Women's rights is a complicated landscape with many worthy causes, so Urban Decay decided to pool together the money raised by The Ultraviolet Edge, which will give them the flexibility to support a variety of organizations that are doing incredible things to empower women. With this new initiative, UD plans to donate three million dollars to causes that support women over the next five years alone. By supporting organizations that fight for the rights of women everywhere, Urban Decay encourages all women to embrace their individuality in everything they do.
Getting involved is as simple as buying something most makeup junkies probably use anyway: Urban Decay Eyeshadow Primer Potion. One hundred percent of the purchase price of the new, limited-edition shade, Enigma, goes towards The Ultraviolet Edge. In turn, this money will provide grants for Karen's organization and other causes dedicated to women throughout the year. Enigma Eyeshadow Primer Potion is the first in a series of limited-edition products that will fund The Ultraviolet Edge.
About Women's Global Empowerment Fund (WGEF)
WGEF is a Denver-based non-profit working in post conflict northern Uganda, providing microfinance, educational and leadership development opportunities for women and families.

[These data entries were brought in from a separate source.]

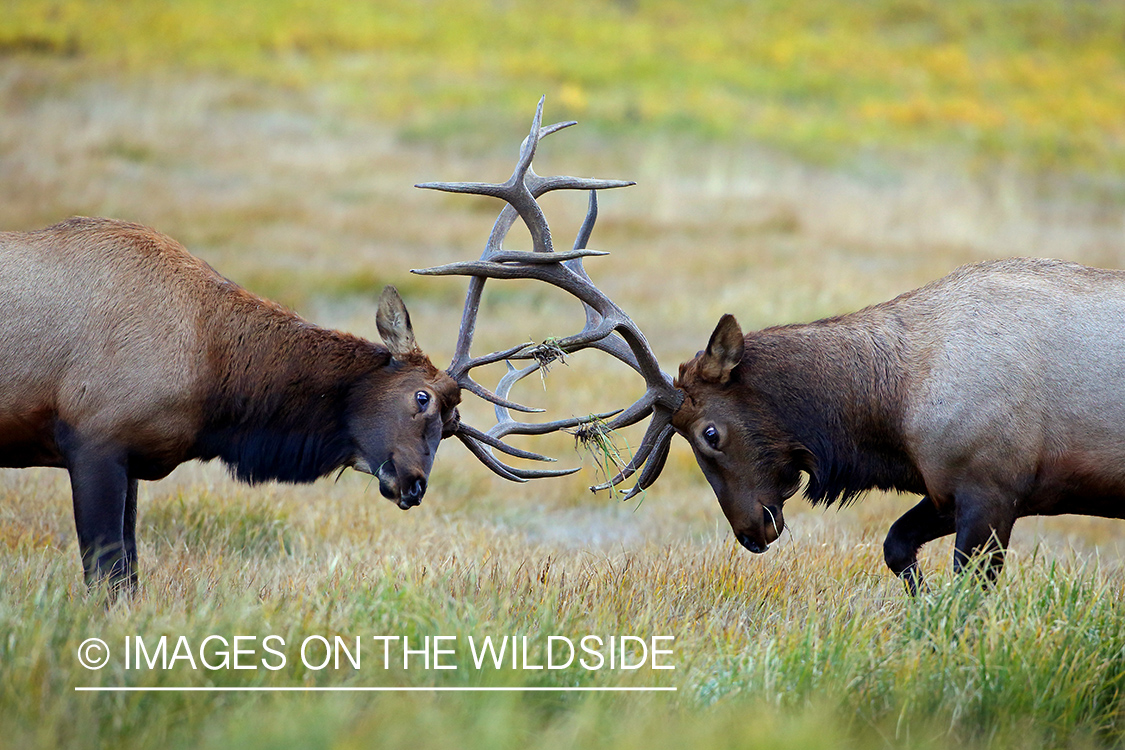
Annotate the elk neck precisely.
[197,284,392,484]
[743,310,925,505]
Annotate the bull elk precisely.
[0,105,629,590]
[422,101,1125,591]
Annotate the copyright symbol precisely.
[78,638,109,669]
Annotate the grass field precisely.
[0,0,1125,749]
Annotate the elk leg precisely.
[883,496,955,596]
[65,441,129,590]
[122,477,137,591]
[953,494,1016,586]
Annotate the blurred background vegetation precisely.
[0,0,1125,170]
[0,0,1125,750]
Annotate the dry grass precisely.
[0,27,1125,748]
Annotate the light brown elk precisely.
[0,110,627,589]
[426,101,1125,591]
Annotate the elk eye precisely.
[703,425,719,450]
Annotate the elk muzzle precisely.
[731,504,785,554]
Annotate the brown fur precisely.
[0,218,459,578]
[674,259,1125,586]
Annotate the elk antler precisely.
[413,99,684,499]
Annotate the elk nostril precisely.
[735,532,770,554]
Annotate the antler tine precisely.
[414,99,684,498]
[458,362,617,480]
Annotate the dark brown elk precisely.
[0,102,628,588]
[0,102,630,589]
[0,213,460,582]
[424,101,1125,590]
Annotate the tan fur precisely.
[675,259,1125,584]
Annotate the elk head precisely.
[672,315,800,552]
[348,287,461,510]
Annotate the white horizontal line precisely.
[74,686,677,693]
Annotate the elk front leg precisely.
[953,491,1016,586]
[65,443,136,590]
[883,496,955,596]
[122,477,137,591]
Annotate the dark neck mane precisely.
[744,318,925,505]
[197,304,390,484]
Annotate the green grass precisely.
[0,0,1125,750]
[0,521,1125,748]
[0,0,1125,170]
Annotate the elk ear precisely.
[375,286,419,358]
[700,315,746,383]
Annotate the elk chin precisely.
[735,505,785,554]
[352,457,402,507]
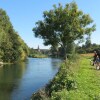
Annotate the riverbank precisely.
[32,55,100,100]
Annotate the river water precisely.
[0,58,61,100]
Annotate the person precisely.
[95,55,100,69]
[92,51,97,66]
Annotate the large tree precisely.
[0,9,28,62]
[33,2,95,58]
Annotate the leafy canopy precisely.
[33,2,95,47]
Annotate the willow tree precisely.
[0,9,28,62]
[33,2,95,58]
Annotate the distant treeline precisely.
[0,9,28,62]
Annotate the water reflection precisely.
[0,58,61,100]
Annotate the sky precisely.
[0,0,100,49]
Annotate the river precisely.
[0,58,61,100]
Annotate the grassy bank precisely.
[33,55,100,100]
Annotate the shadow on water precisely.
[0,58,61,100]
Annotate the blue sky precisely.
[0,0,100,48]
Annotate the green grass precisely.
[33,56,100,100]
[64,57,100,100]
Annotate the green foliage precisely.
[0,9,28,62]
[33,2,95,56]
[29,48,47,58]
[76,43,100,54]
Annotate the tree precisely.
[0,9,28,62]
[33,2,95,58]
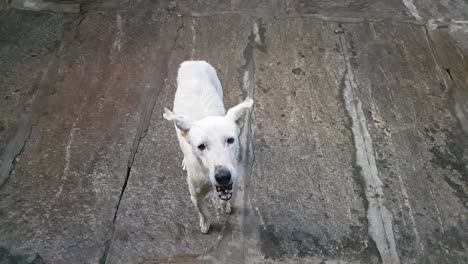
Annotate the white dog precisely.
[164,61,253,233]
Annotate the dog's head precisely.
[164,97,253,200]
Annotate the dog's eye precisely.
[197,144,206,151]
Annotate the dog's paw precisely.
[200,219,210,234]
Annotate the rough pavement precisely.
[0,0,468,264]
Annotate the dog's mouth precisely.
[216,183,232,201]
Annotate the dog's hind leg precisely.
[190,194,210,234]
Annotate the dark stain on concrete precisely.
[260,225,288,260]
[291,67,305,75]
[0,247,45,264]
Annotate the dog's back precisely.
[174,61,225,120]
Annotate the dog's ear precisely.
[163,108,192,137]
[226,96,253,123]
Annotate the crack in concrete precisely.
[99,17,185,264]
[339,25,400,264]
[0,17,76,187]
[207,20,260,263]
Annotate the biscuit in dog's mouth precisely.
[216,183,232,201]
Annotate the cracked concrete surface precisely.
[0,0,468,263]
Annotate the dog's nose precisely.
[215,166,231,185]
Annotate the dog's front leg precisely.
[190,194,210,234]
[219,199,231,214]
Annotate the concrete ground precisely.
[0,0,468,264]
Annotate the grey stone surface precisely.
[0,0,468,263]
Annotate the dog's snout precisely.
[215,166,231,185]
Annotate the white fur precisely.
[164,61,253,233]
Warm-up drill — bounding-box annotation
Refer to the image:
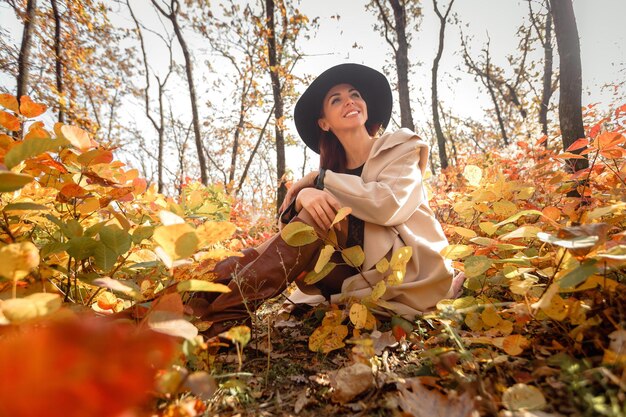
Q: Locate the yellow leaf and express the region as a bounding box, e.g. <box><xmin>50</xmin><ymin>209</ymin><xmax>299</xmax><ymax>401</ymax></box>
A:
<box><xmin>493</xmin><ymin>201</ymin><xmax>517</xmax><ymax>217</ymax></box>
<box><xmin>280</xmin><ymin>222</ymin><xmax>318</xmax><ymax>247</ymax></box>
<box><xmin>350</xmin><ymin>303</ymin><xmax>368</xmax><ymax>329</ymax></box>
<box><xmin>376</xmin><ymin>258</ymin><xmax>389</xmax><ymax>274</ymax></box>
<box><xmin>313</xmin><ymin>245</ymin><xmax>335</xmax><ymax>274</ymax></box>
<box><xmin>465</xmin><ymin>311</ymin><xmax>484</xmax><ymax>332</ymax></box>
<box><xmin>0</xmin><ymin>94</ymin><xmax>19</xmax><ymax>113</ymax></box>
<box><xmin>370</xmin><ymin>280</ymin><xmax>387</xmax><ymax>301</ymax></box>
<box><xmin>309</xmin><ymin>325</ymin><xmax>348</xmax><ymax>353</ymax></box>
<box><xmin>331</xmin><ymin>207</ymin><xmax>352</xmax><ymax>227</ymax></box>
<box><xmin>0</xmin><ymin>242</ymin><xmax>39</xmax><ymax>280</ymax></box>
<box><xmin>220</xmin><ymin>326</ymin><xmax>250</xmax><ymax>348</ymax></box>
<box><xmin>500</xmin><ymin>226</ymin><xmax>541</xmax><ymax>240</ymax></box>
<box><xmin>463</xmin><ymin>165</ymin><xmax>483</xmax><ymax>187</ymax></box>
<box><xmin>159</xmin><ymin>210</ymin><xmax>185</xmax><ymax>226</ymax></box>
<box><xmin>60</xmin><ymin>125</ymin><xmax>94</xmax><ymax>151</ymax></box>
<box><xmin>502</xmin><ymin>384</ymin><xmax>546</xmax><ymax>415</ymax></box>
<box><xmin>0</xmin><ymin>110</ymin><xmax>21</xmax><ymax>132</ymax></box>
<box><xmin>389</xmin><ymin>246</ymin><xmax>413</xmax><ymax>269</ymax></box>
<box><xmin>304</xmin><ymin>262</ymin><xmax>337</xmax><ymax>285</ymax></box>
<box><xmin>502</xmin><ymin>334</ymin><xmax>530</xmax><ymax>356</ymax></box>
<box><xmin>478</xmin><ymin>222</ymin><xmax>498</xmax><ymax>236</ymax></box>
<box><xmin>0</xmin><ymin>171</ymin><xmax>34</xmax><ymax>193</ymax></box>
<box><xmin>452</xmin><ymin>226</ymin><xmax>478</xmax><ymax>238</ymax></box>
<box><xmin>480</xmin><ymin>306</ymin><xmax>502</xmax><ymax>327</ymax></box>
<box><xmin>20</xmin><ymin>96</ymin><xmax>48</xmax><ymax>118</ymax></box>
<box><xmin>341</xmin><ymin>245</ymin><xmax>365</xmax><ymax>268</ymax></box>
<box><xmin>541</xmin><ymin>294</ymin><xmax>568</xmax><ymax>321</ymax></box>
<box><xmin>196</xmin><ymin>221</ymin><xmax>237</xmax><ymax>248</ymax></box>
<box><xmin>153</xmin><ymin>223</ymin><xmax>198</xmax><ymax>260</ymax></box>
<box><xmin>176</xmin><ymin>279</ymin><xmax>231</xmax><ymax>293</ymax></box>
<box><xmin>440</xmin><ymin>245</ymin><xmax>474</xmax><ymax>259</ymax></box>
<box><xmin>2</xmin><ymin>293</ymin><xmax>62</xmax><ymax>324</ymax></box>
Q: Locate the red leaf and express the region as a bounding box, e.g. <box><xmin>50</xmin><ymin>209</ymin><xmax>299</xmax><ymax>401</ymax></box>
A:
<box><xmin>566</xmin><ymin>138</ymin><xmax>589</xmax><ymax>152</ymax></box>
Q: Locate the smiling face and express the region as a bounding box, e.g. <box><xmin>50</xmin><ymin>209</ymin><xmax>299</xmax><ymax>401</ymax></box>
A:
<box><xmin>317</xmin><ymin>84</ymin><xmax>367</xmax><ymax>135</ymax></box>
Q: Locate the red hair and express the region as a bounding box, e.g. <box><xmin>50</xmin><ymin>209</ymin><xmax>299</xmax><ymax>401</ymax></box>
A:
<box><xmin>319</xmin><ymin>123</ymin><xmax>381</xmax><ymax>173</ymax></box>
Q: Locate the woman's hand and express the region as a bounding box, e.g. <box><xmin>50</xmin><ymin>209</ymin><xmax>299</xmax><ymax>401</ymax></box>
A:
<box><xmin>296</xmin><ymin>188</ymin><xmax>341</xmax><ymax>231</ymax></box>
<box><xmin>278</xmin><ymin>171</ymin><xmax>317</xmax><ymax>213</ymax></box>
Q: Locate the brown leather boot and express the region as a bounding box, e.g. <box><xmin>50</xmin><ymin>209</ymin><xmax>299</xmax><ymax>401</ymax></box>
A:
<box><xmin>194</xmin><ymin>217</ymin><xmax>323</xmax><ymax>337</ymax></box>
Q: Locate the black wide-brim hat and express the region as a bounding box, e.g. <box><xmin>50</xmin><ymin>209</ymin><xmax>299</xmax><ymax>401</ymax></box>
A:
<box><xmin>293</xmin><ymin>64</ymin><xmax>393</xmax><ymax>153</ymax></box>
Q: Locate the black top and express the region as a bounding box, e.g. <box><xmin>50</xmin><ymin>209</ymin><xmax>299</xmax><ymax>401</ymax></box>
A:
<box><xmin>346</xmin><ymin>164</ymin><xmax>365</xmax><ymax>248</ymax></box>
<box><xmin>280</xmin><ymin>164</ymin><xmax>365</xmax><ymax>248</ymax></box>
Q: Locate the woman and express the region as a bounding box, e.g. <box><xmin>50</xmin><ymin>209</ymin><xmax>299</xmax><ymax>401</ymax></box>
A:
<box><xmin>195</xmin><ymin>64</ymin><xmax>452</xmax><ymax>335</ymax></box>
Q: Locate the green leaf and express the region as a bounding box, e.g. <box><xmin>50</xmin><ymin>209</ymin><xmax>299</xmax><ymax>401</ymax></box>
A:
<box><xmin>4</xmin><ymin>203</ymin><xmax>50</xmax><ymax>211</ymax></box>
<box><xmin>0</xmin><ymin>171</ymin><xmax>35</xmax><ymax>193</ymax></box>
<box><xmin>341</xmin><ymin>245</ymin><xmax>365</xmax><ymax>268</ymax></box>
<box><xmin>92</xmin><ymin>277</ymin><xmax>142</xmax><ymax>300</ymax></box>
<box><xmin>441</xmin><ymin>245</ymin><xmax>474</xmax><ymax>259</ymax></box>
<box><xmin>280</xmin><ymin>222</ymin><xmax>318</xmax><ymax>247</ymax></box>
<box><xmin>313</xmin><ymin>245</ymin><xmax>335</xmax><ymax>274</ymax></box>
<box><xmin>4</xmin><ymin>138</ymin><xmax>69</xmax><ymax>169</ymax></box>
<box><xmin>495</xmin><ymin>210</ymin><xmax>543</xmax><ymax>227</ymax></box>
<box><xmin>100</xmin><ymin>224</ymin><xmax>131</xmax><ymax>255</ymax></box>
<box><xmin>61</xmin><ymin>219</ymin><xmax>83</xmax><ymax>239</ymax></box>
<box><xmin>559</xmin><ymin>259</ymin><xmax>598</xmax><ymax>288</ymax></box>
<box><xmin>537</xmin><ymin>232</ymin><xmax>599</xmax><ymax>249</ymax></box>
<box><xmin>176</xmin><ymin>279</ymin><xmax>231</xmax><ymax>292</ymax></box>
<box><xmin>304</xmin><ymin>262</ymin><xmax>337</xmax><ymax>285</ymax></box>
<box><xmin>93</xmin><ymin>243</ymin><xmax>118</xmax><ymax>272</ymax></box>
<box><xmin>464</xmin><ymin>255</ymin><xmax>493</xmax><ymax>278</ymax></box>
<box><xmin>67</xmin><ymin>237</ymin><xmax>102</xmax><ymax>261</ymax></box>
<box><xmin>133</xmin><ymin>226</ymin><xmax>154</xmax><ymax>244</ymax></box>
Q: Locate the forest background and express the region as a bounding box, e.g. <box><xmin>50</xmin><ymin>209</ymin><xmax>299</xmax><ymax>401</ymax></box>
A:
<box><xmin>0</xmin><ymin>0</ymin><xmax>626</xmax><ymax>416</ymax></box>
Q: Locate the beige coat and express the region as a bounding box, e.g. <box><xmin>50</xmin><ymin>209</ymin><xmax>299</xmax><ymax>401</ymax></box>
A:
<box><xmin>289</xmin><ymin>129</ymin><xmax>452</xmax><ymax>319</ymax></box>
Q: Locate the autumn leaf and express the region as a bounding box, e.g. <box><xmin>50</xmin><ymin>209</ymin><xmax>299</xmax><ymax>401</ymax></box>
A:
<box><xmin>0</xmin><ymin>171</ymin><xmax>34</xmax><ymax>193</ymax></box>
<box><xmin>280</xmin><ymin>222</ymin><xmax>318</xmax><ymax>247</ymax></box>
<box><xmin>20</xmin><ymin>96</ymin><xmax>48</xmax><ymax>119</ymax></box>
<box><xmin>0</xmin><ymin>110</ymin><xmax>22</xmax><ymax>132</ymax></box>
<box><xmin>0</xmin><ymin>93</ymin><xmax>19</xmax><ymax>113</ymax></box>
<box><xmin>313</xmin><ymin>245</ymin><xmax>335</xmax><ymax>274</ymax></box>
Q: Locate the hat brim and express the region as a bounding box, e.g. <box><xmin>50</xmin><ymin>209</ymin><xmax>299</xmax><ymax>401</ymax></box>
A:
<box><xmin>294</xmin><ymin>64</ymin><xmax>393</xmax><ymax>153</ymax></box>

WGEF's program is a unique initiative which strives to develop programs that produce reductions in poverty and the marginalization of women and their families by providing economic and educational opportunities for sustainability and self-determination. WGEF’s mission is to work for social justice, increased human security and women's empowerment. WGEF believes that when given real opportunities, women can rise above extreme poverty with dignity. For more information please see www.wgefund.org www.wgef.tumblr.com
About Urban Decay Cosmetics
The story opens 15 years ago, when pink, red, and beige enslaved the prestige beauty market. Heaven forbid you wanted purple or green nails, because you'd either have to whip out a marker, or risk life and limb with that back alley drugstore junk. Flying in the face of this monopoly, Sandy Lerner (cofounder of Cisco Systems) made a bold decision: if the cosmetic industry's "big boys" couldn't satisfy her alternative makeup tastes, she'd satisfy them herself. Fatefully, Sandy was introduced to her fellow visionary Wende Zomnir. A creative businesswoman (and makeup addict), Wende also recognized the color void and determined a shake-up was in order. They unleashed Urban Decay in January of 1996 with a line of 10 lipsticks and 12 nail enamels. Today, Wende steers Urban Decay's ongoing growth as Chief Creative Officer, along with Tim Warner, Chief Executive Officer. Their acquisition by L'Oreal and ever-expanding global presence proves what Wende and Sandy always knew – makeup wearers everywhere crave alternatives. Almost 20 years later, their moms are proud, "Urban Decay" is no longer such a crazy name for a makeup company, and young women today have never known a world where they couldn't get purple nail polish over the counter. Mission accomplished.